1- Nous arrivons à Montevideo un samedi vers midi. Je trouve que le plus grand charme immédiat de la ville est son calme. Je m’attendais à un tumulte sud-américain et je me retrouve dans une paix provinciale. Lorsque je sors pour faire un tour dans la vieille ville vers 17h et que je constate que toutes les boutiques sont fermées, rideau de fer rouillé baissé, je trouve la ville trop calme, trop trop calme. Le dimanche matin, quand le décalage horaire me précipite dehors pour un café et que tout dort encore, je la trouve franchement fantôme. Il faudra attendre midi pour voir trottiner les premiers joggeurs sur les ramblas. « On s’y fait, soutiennent les montévidéens en bâillant. »

2- Le luxe immobilier de la ville n’est pas concentré dans un quartier, les riches ne se mettent pas en rond, ils s’étirent tout le long des quelques vingt kilomètres du front de mer – la rambla. C’est un festival de bâtiments luxueux sans harmonie ni unité qui déroulent leurs interminables balcons et terrasses, ouverts au vent du Sud qui balaie le rio de la Plata.

NB : dans cette moitié-ci du monde, le vent du Sud est le vent froid.

3- L’eau de l’estuaire change au fil des heures, tantôt bleue quand le ciel est complice, tantôt brune quand la marée s’en mêle et brasse les fonds, tantôt grise quand les nuages s’en viennent d’Argentine. Elle est à perte de vue et de vraies vagues de mer battent les plages.

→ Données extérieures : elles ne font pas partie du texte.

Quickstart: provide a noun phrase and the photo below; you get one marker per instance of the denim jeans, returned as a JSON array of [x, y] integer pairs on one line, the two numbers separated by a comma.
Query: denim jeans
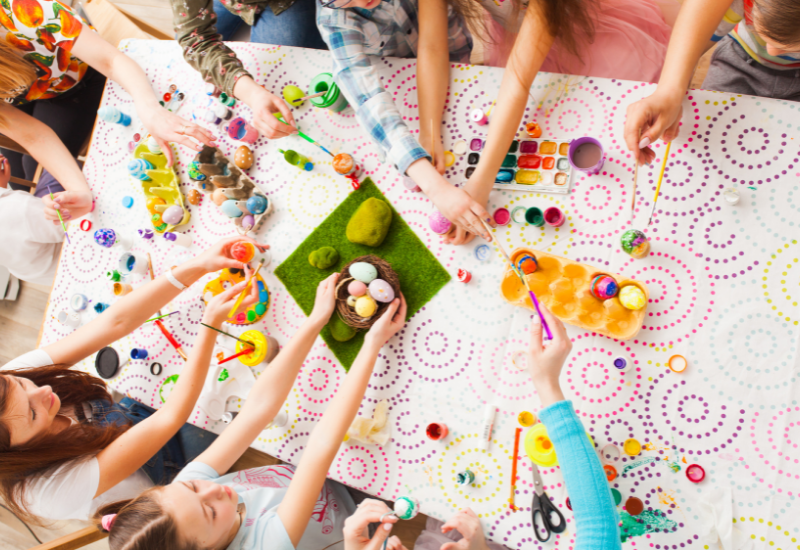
[[296, 26]]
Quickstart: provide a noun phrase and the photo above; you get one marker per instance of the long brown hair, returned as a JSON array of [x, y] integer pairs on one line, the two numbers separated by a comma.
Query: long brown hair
[[142, 524], [20, 464]]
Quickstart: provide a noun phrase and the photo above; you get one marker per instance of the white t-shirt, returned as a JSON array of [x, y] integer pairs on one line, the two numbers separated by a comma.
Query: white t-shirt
[[262, 490], [31, 245], [68, 492]]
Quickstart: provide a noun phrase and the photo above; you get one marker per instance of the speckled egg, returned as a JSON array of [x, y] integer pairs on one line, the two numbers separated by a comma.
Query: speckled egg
[[248, 221], [364, 272], [193, 196], [230, 209], [257, 204], [381, 291], [366, 306], [153, 146], [243, 157], [172, 215], [356, 288], [218, 197]]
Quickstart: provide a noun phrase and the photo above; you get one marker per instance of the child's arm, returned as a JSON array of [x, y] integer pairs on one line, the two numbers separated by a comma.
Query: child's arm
[[433, 72], [301, 497], [162, 124], [272, 387], [132, 449], [659, 115], [135, 308], [530, 49], [596, 518]]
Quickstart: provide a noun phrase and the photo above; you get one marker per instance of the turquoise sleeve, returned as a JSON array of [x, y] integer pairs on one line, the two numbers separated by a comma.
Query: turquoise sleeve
[[596, 517]]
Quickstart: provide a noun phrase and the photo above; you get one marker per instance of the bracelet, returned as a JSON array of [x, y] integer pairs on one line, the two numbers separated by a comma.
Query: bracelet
[[175, 282]]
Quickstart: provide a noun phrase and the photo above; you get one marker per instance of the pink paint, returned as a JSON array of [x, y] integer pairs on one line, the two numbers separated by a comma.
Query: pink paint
[[554, 217], [502, 216]]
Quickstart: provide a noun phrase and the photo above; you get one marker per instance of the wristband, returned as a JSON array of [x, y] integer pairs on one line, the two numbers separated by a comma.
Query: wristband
[[175, 282]]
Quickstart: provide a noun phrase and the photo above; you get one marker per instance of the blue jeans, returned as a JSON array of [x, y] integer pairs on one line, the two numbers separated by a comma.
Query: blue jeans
[[296, 26]]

4- Sur le buffet du petit-déjeuner, Valérie qui est du voyage, trouve à profusion le « dulce de leche », ce lait au caramel qui est sa madeleine d’enfance et qui sera le thème de tout notre séjour : caché dans les gâteaux, offert avec les salades de fruits, niché dans les chocolats, étalé sur les « panqueques ». Pas encore sur la viande.

5- Le premier stage d’écriture que nous animons se tient dans un bocal posé dans le jardin du musée d’art moderne – un bar transparent. Nous renouvelons les exploits de Georges Simenon et Jacques Jouet qui écrivirent en vitrine, au vu et au su des passants. Nos stagiaires n’en prennent pas ombrage, ils ont le nez dans le cahier et à peine le temps de machouiller le capuchon de leur stylo (cadeau de l’organisation). Les passants regardent, amusés ou médusés, au choix, ces drôles de poissons à plumes.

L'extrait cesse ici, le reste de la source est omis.